January 8, 2021

IntelBrief: Provocateur in Power: Leadership Vacuum Creates Long-term Risks

President Donald Trump walks out of the Oval Office and towards the Rose Garden of the White House (AP Photo/Susan Walsh)

Bottom Line Up Front

  • As a mob stormed Capitol Hill in Washington D.C, this week it appeared that President Trump opted to lead the potpourri of anti-government groups instead of the U.S. 
  • For inciting insurrection, fueling violence, and creating a leadership vacuum, many argue it is in the national security interest of the country to invoke the 25th Amendment 
  • Facebook and Twitter acted to limit President Trump’s access to the platforms, intervening when a worried country sought immediate action in managing the situation
  • The leadership vacuum may be exploited by external enemies who can see President’s dereliction of duty as an opportunity to strike against U.S. interests.

On January 6, 2021, President Trump cemented a legacy of failed leadership by inciting his supporters to carry out an insurrection designed to stop Congress from fulfilling its constitutionally mandated duty to certify the 2020 Presidential election results. Reports indicate that the Washington DC Attorney General Karl Racine is investigating the President’s role in motivating QAnon, the Proud Boys, Oath Keepers, and a wide array of anti-government and white supremacist groups to storm the Capitol Building. Having urged his supporters to walk down to the Capitol and show strength, he launched a series of messages perceived as an accelerant to the chaos he was observing.  In one video, President Trump told his supporters that he ‘loved them’. For refusing to even perfunctorily condemn the violence as it was ongoing and for his reluctance to deploy the national guard at the request of Washington, D.C. Mayor Muriel Bowser and Speaker of the House Nancy Pelosi, there are widespread calls for the Cabinet to invoke the 25th Amendment and remove him from power. Yet, reports indicate that Vice President Mike Pence is opposed to doing so, even though events in the Capitol endangered the democratic process, Congressional staff and government officials, and even his own family. If true, those remaining members of the Trump’s inner circle have also ignored their oath of office to protect the Constitution at the expense of blinding personal loyalty.

Although the 25th Amendment seems unlikely to be invoked, the checks and balances placed against executive power appear to be holding up despite the relentless assault against them. Once the destructive mob was eventually dispersed, the Senate and U.S. House of Representatives carried on with their duties and certified President-elect Biden’s victory by early morning on 7 January. Since Biden’s election victory, President Trump and his allies have put forward unfounded legal cases alleging widespread voter fraud. State and federal courts have unequivocally ruled that there has been no evidence of widespread election fraud and refused to overturn the outcome. Like Congress, the judicial branch of government has withstood President Trump’s withering assault against democracy. In fighting Congress, the courts, and even his own Vice President, President Trump has used social media as a bullhorn to spread conspiracies, disinformation, and fear with an eye towards illegally retaining in power, using tactics familiar to many in authoritarian states. He has failed and it was the private sector which proved most cognizant of the threat and willing to intervene in a timely manner to curtail his destructive influence and remove the President’s last remaining weapon – social media.

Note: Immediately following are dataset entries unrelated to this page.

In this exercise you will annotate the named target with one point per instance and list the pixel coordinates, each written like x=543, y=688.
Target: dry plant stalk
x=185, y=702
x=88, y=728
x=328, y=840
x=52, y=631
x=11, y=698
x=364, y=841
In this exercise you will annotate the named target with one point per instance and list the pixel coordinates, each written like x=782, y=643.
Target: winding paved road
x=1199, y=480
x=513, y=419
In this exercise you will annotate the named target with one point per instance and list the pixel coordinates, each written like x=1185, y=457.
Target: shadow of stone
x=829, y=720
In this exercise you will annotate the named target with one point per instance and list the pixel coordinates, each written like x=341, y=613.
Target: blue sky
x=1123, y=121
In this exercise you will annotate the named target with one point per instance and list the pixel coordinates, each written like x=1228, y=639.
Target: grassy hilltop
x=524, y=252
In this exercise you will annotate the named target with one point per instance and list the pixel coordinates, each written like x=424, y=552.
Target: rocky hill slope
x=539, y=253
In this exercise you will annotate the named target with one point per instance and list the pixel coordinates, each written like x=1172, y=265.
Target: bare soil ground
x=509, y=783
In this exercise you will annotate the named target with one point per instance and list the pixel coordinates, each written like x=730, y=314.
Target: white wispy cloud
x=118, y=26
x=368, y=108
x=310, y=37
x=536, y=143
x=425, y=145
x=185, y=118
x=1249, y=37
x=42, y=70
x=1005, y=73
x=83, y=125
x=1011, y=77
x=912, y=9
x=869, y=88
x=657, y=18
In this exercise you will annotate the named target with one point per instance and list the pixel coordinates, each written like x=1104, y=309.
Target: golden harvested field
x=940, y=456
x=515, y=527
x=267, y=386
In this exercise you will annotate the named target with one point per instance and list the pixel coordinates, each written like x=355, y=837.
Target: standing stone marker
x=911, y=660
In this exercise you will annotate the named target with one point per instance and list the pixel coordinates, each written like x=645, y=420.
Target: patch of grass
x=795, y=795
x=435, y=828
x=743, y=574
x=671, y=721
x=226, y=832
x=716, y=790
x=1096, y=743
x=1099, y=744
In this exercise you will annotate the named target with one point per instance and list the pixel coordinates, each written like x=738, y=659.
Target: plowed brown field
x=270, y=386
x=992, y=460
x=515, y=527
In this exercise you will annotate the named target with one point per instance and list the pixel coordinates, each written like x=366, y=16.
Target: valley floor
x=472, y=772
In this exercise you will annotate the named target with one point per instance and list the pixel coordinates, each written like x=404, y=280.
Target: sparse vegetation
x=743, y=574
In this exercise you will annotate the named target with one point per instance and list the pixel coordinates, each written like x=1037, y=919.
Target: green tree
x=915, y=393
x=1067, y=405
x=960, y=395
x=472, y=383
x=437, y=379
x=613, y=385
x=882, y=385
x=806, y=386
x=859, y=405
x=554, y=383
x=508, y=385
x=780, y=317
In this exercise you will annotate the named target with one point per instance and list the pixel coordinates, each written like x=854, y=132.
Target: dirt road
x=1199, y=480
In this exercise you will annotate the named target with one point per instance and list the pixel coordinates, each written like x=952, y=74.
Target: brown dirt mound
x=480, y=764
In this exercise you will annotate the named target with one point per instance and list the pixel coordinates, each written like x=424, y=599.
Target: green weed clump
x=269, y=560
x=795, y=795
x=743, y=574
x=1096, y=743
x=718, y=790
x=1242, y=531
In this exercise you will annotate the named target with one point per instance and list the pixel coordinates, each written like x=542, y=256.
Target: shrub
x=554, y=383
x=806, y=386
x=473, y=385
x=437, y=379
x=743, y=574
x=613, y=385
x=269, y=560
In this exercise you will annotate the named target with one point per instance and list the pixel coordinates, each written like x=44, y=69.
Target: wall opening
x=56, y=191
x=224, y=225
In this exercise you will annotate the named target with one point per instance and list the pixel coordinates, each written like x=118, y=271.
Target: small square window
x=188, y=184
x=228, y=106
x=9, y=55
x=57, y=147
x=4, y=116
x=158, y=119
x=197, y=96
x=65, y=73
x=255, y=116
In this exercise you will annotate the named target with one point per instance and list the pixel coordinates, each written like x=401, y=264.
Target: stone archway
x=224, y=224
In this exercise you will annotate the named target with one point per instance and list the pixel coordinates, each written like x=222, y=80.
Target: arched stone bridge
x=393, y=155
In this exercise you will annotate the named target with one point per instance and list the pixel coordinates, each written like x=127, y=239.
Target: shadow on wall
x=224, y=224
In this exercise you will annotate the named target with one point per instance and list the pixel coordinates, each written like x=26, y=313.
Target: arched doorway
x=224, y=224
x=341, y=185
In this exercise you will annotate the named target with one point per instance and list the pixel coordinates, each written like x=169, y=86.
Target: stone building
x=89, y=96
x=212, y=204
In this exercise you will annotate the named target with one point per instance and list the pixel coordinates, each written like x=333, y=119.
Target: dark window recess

Facebook took the step of removing President Trump’s incendiary posts on January 6. Shortly after Facebook’s action, Twitter removed three of President Trump’s most provocative tweets because they violated Twitter’s Civil Integrity Policy, which prohibits users from using Twitter’s services for the purpose of manipulating or interfering in elections or other civic processes, including posting or sharing content that may suppress participation or mislead people. Twitter blocked the President from his Twitter account for 12 hours, pending deletion of the relevant messages, and clarified that he risked a permanent ban. On January 7, Facebook went one step further by indefinitely suspending President Trump’s account. This was not the first collision course between the President and social media giants. In the wake of the riots and insurrection, many of the President’s business allies have also begun to distance themselves from him. As President Trump becomes more isolated and surrounded by only the last of his sycophants, and following his widely reported disinterest in actually undertaking any Presidential duties, the United States is suffering an unparalleled leadership vacuum in the executive branch.

Although only two weeks remain until the inauguration of the Biden-Harris administration, President Trump can still do a lot of damage. He can continue to incite political violence and promote white supremacist groups. If the 25th Amendment is not invoked, Congress should move to impeach him and send a clear signal that those who incite insurrection, terrorism and political violence and violate the very foundations of this democracy will be held accountable. Should he remain in power, and there be any doubt about the severity of his actions, there will be many future risks. In addition to compromising trust and confidence in the democratic process and fueling domestic instability, external adversaries can exploit the chaos and vulnerabilities in the executive branch and inflict grievous harm, though many have already been implicated in widespread disinformation efforts. However, if President Trump is allowed to successfully sow discord, having already compromised security by stalling the transition process and undermining President-elect Biden, he may do more long-term damage to the U. S. than even adversaries like Al-Qaeda and ISIS were able to inflict.